Some parts of ActivitySim are also multithreaded, using various different multithreading technologies. This includes large matrix multiplication operations used in certain utility calculations (multithreaded by the MKL library where available) as well as computations accelerated using the sharrow library (which uses numba to parallelize certain operations), as well as potentially other parallelization subroutines in other libraries upon which ActivitySim depends.

In general, it is desirable to fully or partially disable multithreading in ActivitySim when using multiprocessing, as the two technologies can interfere with each other.

When ActivitySim is run from the command line, using either activitysim run or python -m activitysim run, by default multithreading is disabled. This can be overridden by using the --fast command line flag, which will not disable multithreading, leaving whatever existing environment settings for threading unchanged. When running ActivitySim from within a Python script, or by calling it from a Jupyter notebook, it is up to the user to enable or disable multithreading if desired, as these settings need to be made before libraries that use multithreading are loaded.

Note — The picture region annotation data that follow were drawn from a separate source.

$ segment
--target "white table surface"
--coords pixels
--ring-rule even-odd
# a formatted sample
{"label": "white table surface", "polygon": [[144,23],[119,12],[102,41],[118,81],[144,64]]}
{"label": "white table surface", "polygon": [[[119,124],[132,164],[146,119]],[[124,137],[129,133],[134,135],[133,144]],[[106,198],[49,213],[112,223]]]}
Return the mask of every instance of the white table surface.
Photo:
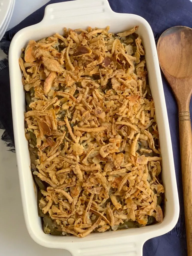
{"label": "white table surface", "polygon": [[[48,2],[16,0],[9,28]],[[0,136],[3,132],[0,130]],[[70,256],[65,250],[38,245],[28,234],[23,214],[15,154],[8,149],[0,140],[0,255]]]}

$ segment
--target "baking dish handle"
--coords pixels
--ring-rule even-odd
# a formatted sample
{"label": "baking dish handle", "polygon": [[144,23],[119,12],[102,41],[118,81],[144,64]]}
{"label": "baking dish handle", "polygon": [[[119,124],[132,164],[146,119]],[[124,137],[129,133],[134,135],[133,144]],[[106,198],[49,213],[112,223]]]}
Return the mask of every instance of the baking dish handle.
{"label": "baking dish handle", "polygon": [[71,20],[75,22],[85,15],[92,19],[106,18],[113,13],[107,0],[76,0],[48,5],[41,22],[55,24]]}
{"label": "baking dish handle", "polygon": [[112,242],[103,239],[101,244],[90,242],[81,244],[78,248],[70,249],[72,256],[142,256],[144,241],[137,237],[137,241],[129,241],[123,238],[117,238]]}

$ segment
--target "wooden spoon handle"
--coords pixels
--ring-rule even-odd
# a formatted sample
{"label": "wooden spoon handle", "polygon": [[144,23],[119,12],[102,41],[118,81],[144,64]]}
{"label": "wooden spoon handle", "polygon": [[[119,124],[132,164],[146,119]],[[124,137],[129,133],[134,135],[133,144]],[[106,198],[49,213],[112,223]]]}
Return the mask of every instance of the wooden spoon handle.
{"label": "wooden spoon handle", "polygon": [[183,191],[188,256],[192,255],[192,135],[189,111],[179,112]]}

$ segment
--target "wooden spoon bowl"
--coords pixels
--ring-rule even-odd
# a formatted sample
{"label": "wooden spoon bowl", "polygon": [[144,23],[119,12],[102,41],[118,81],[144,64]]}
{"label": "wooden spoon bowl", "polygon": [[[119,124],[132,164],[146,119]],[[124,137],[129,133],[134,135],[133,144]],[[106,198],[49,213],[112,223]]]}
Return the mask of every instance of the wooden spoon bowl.
{"label": "wooden spoon bowl", "polygon": [[189,104],[192,93],[192,29],[166,30],[157,46],[160,66],[178,105],[187,252],[192,256],[192,135]]}

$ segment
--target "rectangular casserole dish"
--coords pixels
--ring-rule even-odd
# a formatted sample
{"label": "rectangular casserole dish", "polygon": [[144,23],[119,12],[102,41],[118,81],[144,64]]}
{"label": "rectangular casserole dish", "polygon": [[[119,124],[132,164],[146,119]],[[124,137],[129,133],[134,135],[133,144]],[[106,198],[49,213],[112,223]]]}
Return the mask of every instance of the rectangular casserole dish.
{"label": "rectangular casserole dish", "polygon": [[[45,234],[38,217],[36,189],[30,169],[27,141],[24,130],[25,93],[18,60],[21,49],[29,40],[41,39],[64,27],[75,29],[88,26],[109,25],[116,33],[139,26],[149,84],[154,99],[163,159],[163,179],[166,203],[162,222],[142,227],[103,233],[91,234],[80,239]],[[12,40],[9,54],[10,80],[15,144],[25,222],[29,232],[37,243],[46,247],[68,250],[74,256],[141,256],[147,240],[167,232],[176,225],[179,206],[172,147],[161,74],[153,32],[147,22],[133,14],[115,13],[107,0],[78,0],[53,4],[46,7],[42,21],[18,32]],[[35,193],[34,193],[35,190]]]}

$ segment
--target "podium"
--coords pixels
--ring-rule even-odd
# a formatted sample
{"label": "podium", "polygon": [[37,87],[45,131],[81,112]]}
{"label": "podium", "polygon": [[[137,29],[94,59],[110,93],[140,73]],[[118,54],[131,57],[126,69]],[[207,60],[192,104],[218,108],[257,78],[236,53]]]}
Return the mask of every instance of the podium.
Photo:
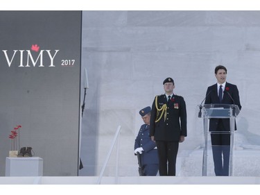
{"label": "podium", "polygon": [[[234,140],[235,130],[235,118],[239,115],[240,110],[234,104],[205,104],[199,105],[198,117],[203,118],[205,146],[203,149],[202,176],[207,176],[208,173],[208,139],[211,134],[226,133],[230,135],[230,153],[229,176],[234,174]],[[210,119],[229,119],[229,131],[209,131],[209,123]]]}
{"label": "podium", "polygon": [[43,159],[40,157],[7,157],[6,176],[42,176]]}

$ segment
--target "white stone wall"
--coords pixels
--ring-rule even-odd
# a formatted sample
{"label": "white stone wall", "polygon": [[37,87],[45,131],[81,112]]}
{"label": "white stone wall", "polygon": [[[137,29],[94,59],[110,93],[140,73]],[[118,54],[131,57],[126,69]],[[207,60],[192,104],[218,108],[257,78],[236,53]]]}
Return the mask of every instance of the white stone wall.
{"label": "white stone wall", "polygon": [[[247,150],[259,153],[259,11],[83,12],[83,68],[87,69],[89,88],[81,137],[85,167],[80,175],[99,174],[119,125],[119,174],[138,175],[133,152],[143,123],[138,112],[164,93],[162,82],[170,76],[174,92],[186,101],[188,115],[188,137],[180,144],[177,167],[180,174],[198,176],[187,171],[190,167],[183,160],[203,144],[197,105],[207,86],[216,83],[214,71],[220,64],[227,68],[227,81],[237,85],[240,92],[236,147],[245,154]],[[105,175],[114,174],[114,153]],[[242,165],[250,156],[240,160]]]}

Disabling multithreading can be done two ways, either by setting environment variables before starting a Python instance that will run ActivitySim, or by setting certain environment variables within Python before loading ActivitySim or its dependencies (especially numba). Once certain libraries (e.g., numba) are loaded, it is too late to set global process limits on multithreading.

Disabling Multithreading via Environment Variables#

Setting environment variables before starting a Python instance is the most reliable way to disable multithreading in ActivitySim, as it ensures that the settings are made before any Python libraries are loaded. The environment variables that need to be set are:

  • MKL_NUM_THREADS - This environment variable controls the number of threads used by the Intel Math Kernel Library (MKL), which is used by numpy and pandas for certain operations. Setting this to 1 will disable multithreading in MKL.

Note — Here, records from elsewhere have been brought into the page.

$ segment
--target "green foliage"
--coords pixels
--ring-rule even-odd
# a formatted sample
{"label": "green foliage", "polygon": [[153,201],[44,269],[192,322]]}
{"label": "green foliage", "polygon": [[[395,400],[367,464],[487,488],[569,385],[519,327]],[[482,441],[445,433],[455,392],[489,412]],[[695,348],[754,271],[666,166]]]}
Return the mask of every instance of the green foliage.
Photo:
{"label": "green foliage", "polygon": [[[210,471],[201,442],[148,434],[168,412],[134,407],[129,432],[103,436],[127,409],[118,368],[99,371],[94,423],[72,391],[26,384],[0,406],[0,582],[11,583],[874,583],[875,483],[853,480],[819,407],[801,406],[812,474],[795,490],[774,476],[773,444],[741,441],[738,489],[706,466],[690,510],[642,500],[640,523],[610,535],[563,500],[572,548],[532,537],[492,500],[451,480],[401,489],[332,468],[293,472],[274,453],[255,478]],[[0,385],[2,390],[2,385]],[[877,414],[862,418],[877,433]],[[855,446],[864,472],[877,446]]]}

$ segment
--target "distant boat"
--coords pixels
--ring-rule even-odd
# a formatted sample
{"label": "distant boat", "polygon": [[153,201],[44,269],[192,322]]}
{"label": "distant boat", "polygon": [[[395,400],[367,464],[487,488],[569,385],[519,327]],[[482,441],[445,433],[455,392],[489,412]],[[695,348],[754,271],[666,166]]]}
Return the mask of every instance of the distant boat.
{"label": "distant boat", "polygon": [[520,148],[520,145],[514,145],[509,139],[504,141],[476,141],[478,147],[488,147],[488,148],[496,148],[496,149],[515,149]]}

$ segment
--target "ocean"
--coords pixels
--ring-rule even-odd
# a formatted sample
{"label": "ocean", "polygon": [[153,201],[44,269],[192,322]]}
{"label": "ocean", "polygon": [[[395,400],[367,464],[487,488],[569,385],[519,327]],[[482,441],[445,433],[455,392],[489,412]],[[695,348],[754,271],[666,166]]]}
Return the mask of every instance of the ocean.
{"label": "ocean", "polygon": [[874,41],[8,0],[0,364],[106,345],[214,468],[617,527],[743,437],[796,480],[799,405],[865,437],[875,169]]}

  • NUMBA_NUM_THREADS - This environment variable controls the number of threads used by the numba library, which is used by ActivitySim for certain operations. Setting this to 1 will disable multithreading in numba.

  • OMP_NUM_THREADS - This environment variable controls the number of threads used by the OpenMP library, which is used by some libraries that ActivitySim depends on. Setting this to 1 will disable multithreading in OpenMP.

  • NUMEXPR_NUM_THREADS - This environment variable controls the number of threads used by the numexpr library, which is used by pandas for certain operations. Setting this to 1 will disable multithreading in numexpr.

The downside of this is that the exact commands needed are platform and shell-specific (i.e. the commands for Powershell, Windows cmd.exe, and Linux’s bash are all different).

Windows Command Line#

Linux / MacOS (bash / zsh)#

Disabling Multithreading via Python#

Disabling multithreading via Python is also possible, and doing so can be done in a more platform-independent way. However, this method requires some care, as it must be completed before many of the other libraries that ActivitySim depends on are loaded. This can be accomplished by setting the environment variables at the very top of the Python script used to run ActivitySim, before any other imports:

```python
import os

os.environ["MKL_NUM_THREADS"] = "1"
os.environ["OMP_NUM_THREADS"] = "1"
os.environ["OPENBLAS_NUM_THREADS"] = "1"
os.environ["NUMBA_NUM_THREADS"] = "1"
os.environ["VECLIB_MAXIMUM_THREADS"] = "1"
os.environ["NUMEXPR_NUM_THREADS"] = "1"

import activitysim
...
```

If you accidentally import activitysim or its dependencies before setting the environment variables, the environment variables may not be respected. Note that certain auto-formatting tools (e.g. isort) may automatically reorder imports and group them all at the top of a Python script; when using these tools it is important to make sure that the os.environ setting commands stay in front of the import statments other than import os.

How Many Threads#

Sometimes, using more than one thread per process can be beneficial. In the discussion above, threading is effectively disabled by setting the number of threads to 1. However, if you have a machine with many cores, you may want to experiment with using more than one thread per process. Depending on your particular model and hardware, you may find that using multiple threads per process can improve performance. However, it is likely that the optimal number of threads per process will be less than the number of CPU cores per process, so it is recommended to start with a small number of threads per process and work up from there to see if gains are possible.